Hazel Moore, co-founder, chairman, FirstCapital, is one of 36 dealmakers named in Mergers & Acquisitions’ 2019 Most Influential Women in Mid-Market M&A.
How did you get into dealmaking?
I had an unconventional start in dealmaking. I have a degree in Natural Sciences from Cambridge University, and had a brief flirtation with a technical career before moving to Hong Kong and starting to work in financial services. I was inspired by the entrepreneurial activity and rapid growth occurring in China, so after returning to the UK I co-founded FirstCapital to provide investment banking advice for high-growth technology businesses.
What is your current role?
I am the co-founder and chairman of FirstCapital. I lead the development of major strategic initiatives, such as the setting up of our office in Silicon Valley a few years ago. I do a lot of speaking engagements, to raise the profile of FirstCapital, and I continue to have an active role in deals.
Describe your influence on the middle market.
I was awarded an OBE by HM the Queen in 2017 for services to entrepreneurship and innovation, recognising not just my work at FirstCapital, but also my role as a non-executive director of Innovate UK, the UK’s innovation agency. I am an adviser to the Future Fifty, the UK’s fastest growing tech companies, and on the Advisory Board of Tech Nordic Advocates, the leading tech ecosystem in the Nordic and Baltic regions.
Describe a recent deal.
FirstCapital advised the shareholders of Bloomsbury.ai, a European AI company which recently joined Facebook. This was a deal I sourced, and which was significant for a number of reasons: Bloomsbury.ai’s team is world-leading in natural language processing; it further cements the UK’s position as a global leader in AI; and it provides a major boost to Facebook’s development efforts in using AI to combat fake news and inappropriate content.
How do you support women?
As co-founder and chairman of an international technology investment bank, I am one of very few women at my level of expertise and seniority in our industry. I actively insist on and seek out female candidates when recruiting, with the result that FirstCapital is one of the very few tech investment banks led by women (not only myself – our US office is led by Sheana O’Sullivan), but also with a 40% female workforce.
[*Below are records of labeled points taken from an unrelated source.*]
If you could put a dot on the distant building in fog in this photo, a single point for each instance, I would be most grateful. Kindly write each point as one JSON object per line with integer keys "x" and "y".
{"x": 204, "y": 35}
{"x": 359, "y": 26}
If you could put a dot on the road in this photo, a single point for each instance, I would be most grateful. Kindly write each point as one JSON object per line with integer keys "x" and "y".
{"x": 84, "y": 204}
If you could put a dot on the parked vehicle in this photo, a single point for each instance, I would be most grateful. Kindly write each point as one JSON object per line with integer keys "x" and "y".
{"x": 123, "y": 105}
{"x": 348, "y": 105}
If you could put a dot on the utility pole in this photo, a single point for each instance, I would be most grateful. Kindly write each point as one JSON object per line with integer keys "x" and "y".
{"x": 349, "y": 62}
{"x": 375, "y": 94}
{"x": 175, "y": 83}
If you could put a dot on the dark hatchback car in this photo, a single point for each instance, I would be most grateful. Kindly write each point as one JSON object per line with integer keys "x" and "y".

What is your advice for women?
Investment banking is a demanding job, and there can be both highs and lows. You need to be confident and resilient, with a positive, can-do mindset. The culture can be challenging, whether intentional or not, for women, if only because most banks have such a low proportion of women. However, there is also a great opportunity for women to stand out and be noticed, and it is interesting, challenging, rewarding work.
When you’re not making deals, what is your favourite thing to do?
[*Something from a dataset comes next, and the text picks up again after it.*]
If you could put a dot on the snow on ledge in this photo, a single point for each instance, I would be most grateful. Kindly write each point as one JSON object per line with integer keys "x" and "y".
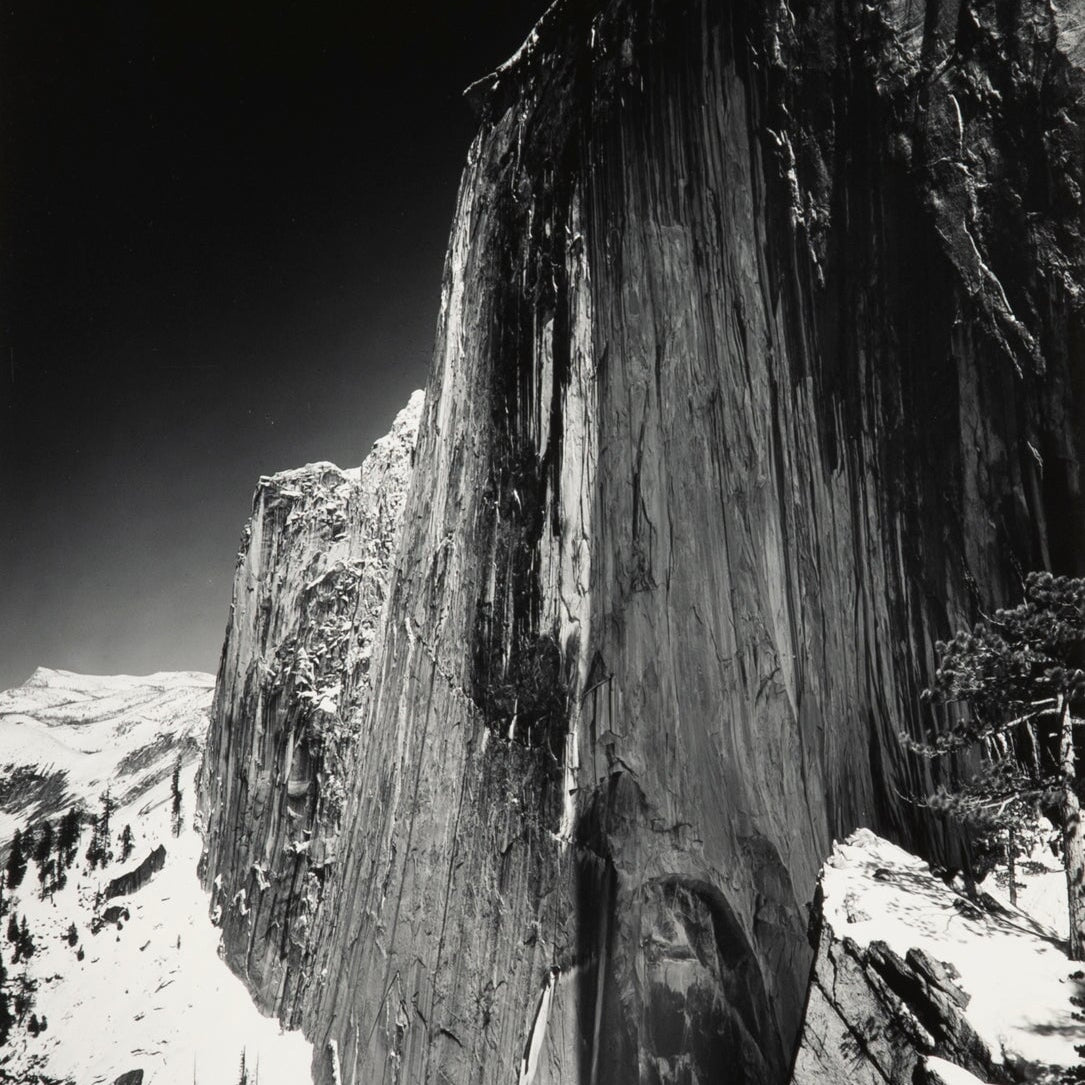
{"x": 1013, "y": 968}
Outside of work, I have three children aged 18, 16 and 10. I’m a black belt in karate and the former senior JKA England national champion. I also enjoy travel and outdoor activities such as hiking and skiing.
What other career path might you have chosen?
I guess I didn’t actually choose my current career in the conventional sense, I arrived at it through a set of seemingly random and unconnected decisions, which arose because I was doing things that I was interested in.